A small window looks on the lake, and the glories of the sunrises
which I see from it are indescribable. Neither of my doors has a
lock, and, to say the truth, neither will shut, as the wood has
swelled. Below the house, on the stream which issues from the
lake, there is a beautiful log dairy, with a water wheel outside,
used for churning. Besides this, there are a corral, a shed for
the wagon, a room for the hired man, and shelters for horses and
weakly calves. All these things are necessaries at this height.
I shall not soon forget my first night here.

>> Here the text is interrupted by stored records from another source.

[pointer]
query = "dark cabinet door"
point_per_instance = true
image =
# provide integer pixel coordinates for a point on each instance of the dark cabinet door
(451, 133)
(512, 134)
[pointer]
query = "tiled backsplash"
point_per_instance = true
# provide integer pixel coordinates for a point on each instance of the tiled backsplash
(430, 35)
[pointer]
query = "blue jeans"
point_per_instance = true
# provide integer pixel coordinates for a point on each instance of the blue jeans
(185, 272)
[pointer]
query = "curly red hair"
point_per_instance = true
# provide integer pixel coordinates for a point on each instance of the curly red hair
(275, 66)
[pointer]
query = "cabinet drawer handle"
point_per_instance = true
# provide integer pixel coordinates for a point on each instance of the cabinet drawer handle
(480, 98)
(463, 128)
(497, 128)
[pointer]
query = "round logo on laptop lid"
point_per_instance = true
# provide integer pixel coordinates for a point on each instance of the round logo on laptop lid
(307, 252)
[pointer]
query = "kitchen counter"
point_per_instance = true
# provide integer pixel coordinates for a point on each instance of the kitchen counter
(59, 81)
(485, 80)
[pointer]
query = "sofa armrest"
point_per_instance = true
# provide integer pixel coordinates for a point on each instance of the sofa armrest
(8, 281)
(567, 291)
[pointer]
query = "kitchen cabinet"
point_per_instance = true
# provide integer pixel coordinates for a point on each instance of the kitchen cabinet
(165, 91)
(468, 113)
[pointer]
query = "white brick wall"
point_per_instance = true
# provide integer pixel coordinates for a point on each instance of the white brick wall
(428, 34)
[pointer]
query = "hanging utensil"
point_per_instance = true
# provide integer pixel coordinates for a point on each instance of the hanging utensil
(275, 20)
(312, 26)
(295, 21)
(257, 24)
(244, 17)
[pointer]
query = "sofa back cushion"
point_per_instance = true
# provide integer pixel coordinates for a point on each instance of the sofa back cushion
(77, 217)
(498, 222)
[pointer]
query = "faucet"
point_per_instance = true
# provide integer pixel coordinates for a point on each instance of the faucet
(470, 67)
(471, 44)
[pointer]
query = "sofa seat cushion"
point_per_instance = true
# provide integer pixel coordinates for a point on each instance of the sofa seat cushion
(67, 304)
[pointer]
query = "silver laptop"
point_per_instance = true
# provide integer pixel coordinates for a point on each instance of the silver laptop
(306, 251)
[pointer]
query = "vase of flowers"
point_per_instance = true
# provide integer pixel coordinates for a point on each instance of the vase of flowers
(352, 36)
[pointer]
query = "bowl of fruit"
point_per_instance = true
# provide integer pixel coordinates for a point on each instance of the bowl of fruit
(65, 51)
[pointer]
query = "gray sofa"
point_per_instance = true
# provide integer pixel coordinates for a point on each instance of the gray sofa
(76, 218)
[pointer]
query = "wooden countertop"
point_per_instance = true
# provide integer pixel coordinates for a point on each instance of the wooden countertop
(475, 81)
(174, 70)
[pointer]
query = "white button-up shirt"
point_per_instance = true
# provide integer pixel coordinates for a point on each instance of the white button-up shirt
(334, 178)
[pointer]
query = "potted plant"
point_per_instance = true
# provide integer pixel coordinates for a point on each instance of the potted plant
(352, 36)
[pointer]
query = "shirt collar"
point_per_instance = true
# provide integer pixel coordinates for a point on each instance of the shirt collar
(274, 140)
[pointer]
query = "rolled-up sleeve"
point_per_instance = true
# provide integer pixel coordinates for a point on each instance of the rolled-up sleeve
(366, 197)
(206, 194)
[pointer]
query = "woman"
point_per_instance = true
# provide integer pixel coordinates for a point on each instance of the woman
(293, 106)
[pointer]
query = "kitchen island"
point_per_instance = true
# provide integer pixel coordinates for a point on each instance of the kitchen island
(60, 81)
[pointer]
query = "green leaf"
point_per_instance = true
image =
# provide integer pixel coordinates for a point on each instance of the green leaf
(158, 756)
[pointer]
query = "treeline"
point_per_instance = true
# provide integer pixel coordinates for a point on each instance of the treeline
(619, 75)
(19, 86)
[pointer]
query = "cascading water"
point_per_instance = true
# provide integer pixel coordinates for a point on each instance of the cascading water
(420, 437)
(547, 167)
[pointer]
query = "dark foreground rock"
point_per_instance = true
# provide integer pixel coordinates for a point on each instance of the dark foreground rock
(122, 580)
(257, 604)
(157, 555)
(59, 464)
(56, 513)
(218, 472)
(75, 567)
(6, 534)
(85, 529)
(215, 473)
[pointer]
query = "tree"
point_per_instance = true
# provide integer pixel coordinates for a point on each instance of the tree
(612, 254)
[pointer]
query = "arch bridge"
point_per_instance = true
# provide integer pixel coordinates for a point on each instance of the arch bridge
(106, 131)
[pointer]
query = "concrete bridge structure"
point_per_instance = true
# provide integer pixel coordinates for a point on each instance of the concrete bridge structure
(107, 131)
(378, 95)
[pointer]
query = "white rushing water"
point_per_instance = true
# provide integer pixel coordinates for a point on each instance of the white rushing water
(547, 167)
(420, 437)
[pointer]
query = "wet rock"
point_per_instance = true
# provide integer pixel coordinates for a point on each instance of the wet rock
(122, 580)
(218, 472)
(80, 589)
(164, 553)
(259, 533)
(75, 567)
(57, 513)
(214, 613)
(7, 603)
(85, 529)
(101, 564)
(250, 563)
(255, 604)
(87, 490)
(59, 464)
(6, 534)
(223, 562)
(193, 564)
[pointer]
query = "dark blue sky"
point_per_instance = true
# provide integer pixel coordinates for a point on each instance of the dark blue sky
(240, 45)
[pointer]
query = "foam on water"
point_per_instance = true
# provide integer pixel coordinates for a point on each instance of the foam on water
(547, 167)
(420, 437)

Somewhat dazed by the rarefied air, entranced by the glorious
beauty, slightly puzzled by the motley company, whose faces
loomed not always quite distinctly through the cloud of smoke
produced by eleven pipes, I went to my solitary cabin at nine,
attended by Evans. It was very dark, and it seemed a long way
off. Something howled—Evans said it was a wolf—and owls
apparently innumerable hooted incessantly. The pole-star,
exactly opposite my cabin door, burned like a lamp. The frost
was sharp. Evans opened the door, lighted a candle, and left me,
and I was soon in my hay bed. I was frightened—that is, afraid
of being frightened, it was so eerie—but sleep soon got the
better of my fears. I was awoke by a heavy breathing, a noise
something like sawing under the floor, and a pushing and
upheaving, all very loud. My candle was all burned, and, in
truth, I dared not stir. The noise went on for an hour fully,
when, just as I thought the floor had been made sufficiently thin
for all purposes of ingress, the sounds abruptly ceased, and I
fell asleep again. My hair was not, as it ought to have been,
white in the morning!
I was dressed by seven, our breakfast hour, and when I reached
the great cabin and told my story, Evans laughed hilariously, and
Edwards contorted his face dismally. They told me that there was
a skunk's lair under my cabin, and that they dare not make any
attempt to dislodge him for fear of rendering the cabin
untenable. They have tried to trap him since, but without
success, and each night the noisy performance is repeated.
October 3
This is surely one of the most entrancing spots on earth. Oh,
that I could paint with pen or brush! From my bed I look on
Mirror Lake, and with the very earliest dawn, when objects are
not discernible, it lies there absolutely still, a purplish lead
color. Then suddenly into its mirror flash inverted peaks, at
first a dawn darker all round. This is a new sight, each morning
new. Then the peaks fade, and when morning is no longer "spread
upon the mountains," the pines are mirrored in my lake almost as
solid objects, and the glory steals downwards, and a red flush
warms the clear atmosphere of the park, and the hoar-frost
sparkles and the crested blue-jays step forth daintily on the
jewelled grass. The majesty and beauty grow on me daily. As
I crossed from my cabin just now, and the long mountain shadows
lay on the grass, and form and color gained new meanings, I was
almost false to Hawaii; I couldn't go on writing for the glory of
the sunset, but went out and sat on a rock to see the deepening
blue in the dark canyons, and the peaks becoming rose color one
by one, then fading into sudden ghastliness, the awe-inspiring
heights of Long's Peak fading last. Then came the glories of the
afterglow, when the orange and lemon of the east faded into gray,
and then gradually the gray for some distance above the horizon
brightened into a cold blue, and above the blue into a broad band
of rich, warm red, with an upper band of rose color; above it
hung a big cold moon. This is the "daily miracle" of evening, as
the blazing peaks in the darkness of Mirror Lake are the miracle
of morning. Perhaps this scenery is not lovable, but, as if it
were a strong stormy character, it has an intense fascination.